Using only nonviremic hepatitis C donors could speed up the standardization of this practice, according to another research team.

In a study of 64 patients, organs transplanted from the 13 donors who were nonviremic and who had hepatitis C antibodies but screened negative on nucleic antigen testing (NAT) did not transmit the virus, Mulvihill reported.

These 13 patients, who required no treatment, underwent hepatitis C antibody testing and NAT protocols at 2 and 12 months.

As of the presentation, “all recipients are alive and NAT-negative,” said Mulvihill.

The decision to accept an infected organ is still very much in the hands of the patient, but with a shortage of donors, many recipients are willing to take the risk. “We know that candidates want to wait for the best possible donor, but they need to survive long enough to receive a subsequent offer,” he explained.

Opioid Epidemic Deaths Increasing Number of Donors

The expanding donor pool is clouded by the shadow of the ongoing opioid epidemic, all the researchers acknowledge.

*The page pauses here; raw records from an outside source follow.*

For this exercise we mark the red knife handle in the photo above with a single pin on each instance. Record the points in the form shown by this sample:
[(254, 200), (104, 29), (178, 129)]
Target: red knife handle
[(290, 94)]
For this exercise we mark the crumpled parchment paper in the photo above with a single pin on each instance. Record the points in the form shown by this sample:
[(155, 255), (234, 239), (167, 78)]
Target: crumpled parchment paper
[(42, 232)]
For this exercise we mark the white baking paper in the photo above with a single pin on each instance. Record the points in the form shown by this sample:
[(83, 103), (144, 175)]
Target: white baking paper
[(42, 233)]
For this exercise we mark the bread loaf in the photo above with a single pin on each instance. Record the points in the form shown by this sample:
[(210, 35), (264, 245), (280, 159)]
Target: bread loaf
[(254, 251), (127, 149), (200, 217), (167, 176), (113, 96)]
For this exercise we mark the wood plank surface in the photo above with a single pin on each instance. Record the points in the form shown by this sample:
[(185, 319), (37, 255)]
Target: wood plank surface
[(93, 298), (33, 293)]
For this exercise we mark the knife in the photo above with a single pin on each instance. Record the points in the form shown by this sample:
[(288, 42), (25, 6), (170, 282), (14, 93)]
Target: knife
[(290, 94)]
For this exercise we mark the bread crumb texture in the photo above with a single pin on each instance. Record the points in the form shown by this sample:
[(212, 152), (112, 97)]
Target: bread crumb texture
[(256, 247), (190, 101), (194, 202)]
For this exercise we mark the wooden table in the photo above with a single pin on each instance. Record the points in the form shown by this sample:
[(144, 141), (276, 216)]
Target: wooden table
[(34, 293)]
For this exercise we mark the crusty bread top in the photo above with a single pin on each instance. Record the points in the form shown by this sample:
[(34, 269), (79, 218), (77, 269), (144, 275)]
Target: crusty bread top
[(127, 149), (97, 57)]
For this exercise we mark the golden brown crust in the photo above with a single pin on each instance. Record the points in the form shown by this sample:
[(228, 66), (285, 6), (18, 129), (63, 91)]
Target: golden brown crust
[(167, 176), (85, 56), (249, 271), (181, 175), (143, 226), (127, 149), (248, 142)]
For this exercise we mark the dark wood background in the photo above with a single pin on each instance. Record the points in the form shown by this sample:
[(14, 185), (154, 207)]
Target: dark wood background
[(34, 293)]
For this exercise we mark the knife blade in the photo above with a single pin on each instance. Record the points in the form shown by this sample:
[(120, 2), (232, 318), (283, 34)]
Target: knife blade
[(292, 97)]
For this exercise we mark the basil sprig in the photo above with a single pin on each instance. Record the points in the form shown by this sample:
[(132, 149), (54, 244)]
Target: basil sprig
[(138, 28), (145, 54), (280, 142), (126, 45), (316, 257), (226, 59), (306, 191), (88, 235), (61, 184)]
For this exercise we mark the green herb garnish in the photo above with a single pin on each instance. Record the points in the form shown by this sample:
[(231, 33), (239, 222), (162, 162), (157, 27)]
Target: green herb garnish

In the past 10 years, deaths in the United States related to drug overdoses have increased by 270%, and half of these people have hepatitis C when they die, said Woolley.

Most donors in all three studies were in their 30s, which is much younger than donors used to be.

“The opioid epidemic changes the demographic of the heart, lung, and kidney donor pool,” Mulvihill told Medscape Medical News. “This is the element we’re all trying to sort through right now.”

Woolley, Aslam, and Mulvihill have disclosed no relevant financial relationships.

International Society for Heart and Lung Transplantation (ISHLT) 2018 Scientific Sessions: Abstract 340, presented April 13, 2018. Abstracts 170 and 172, presented April 12, 2018.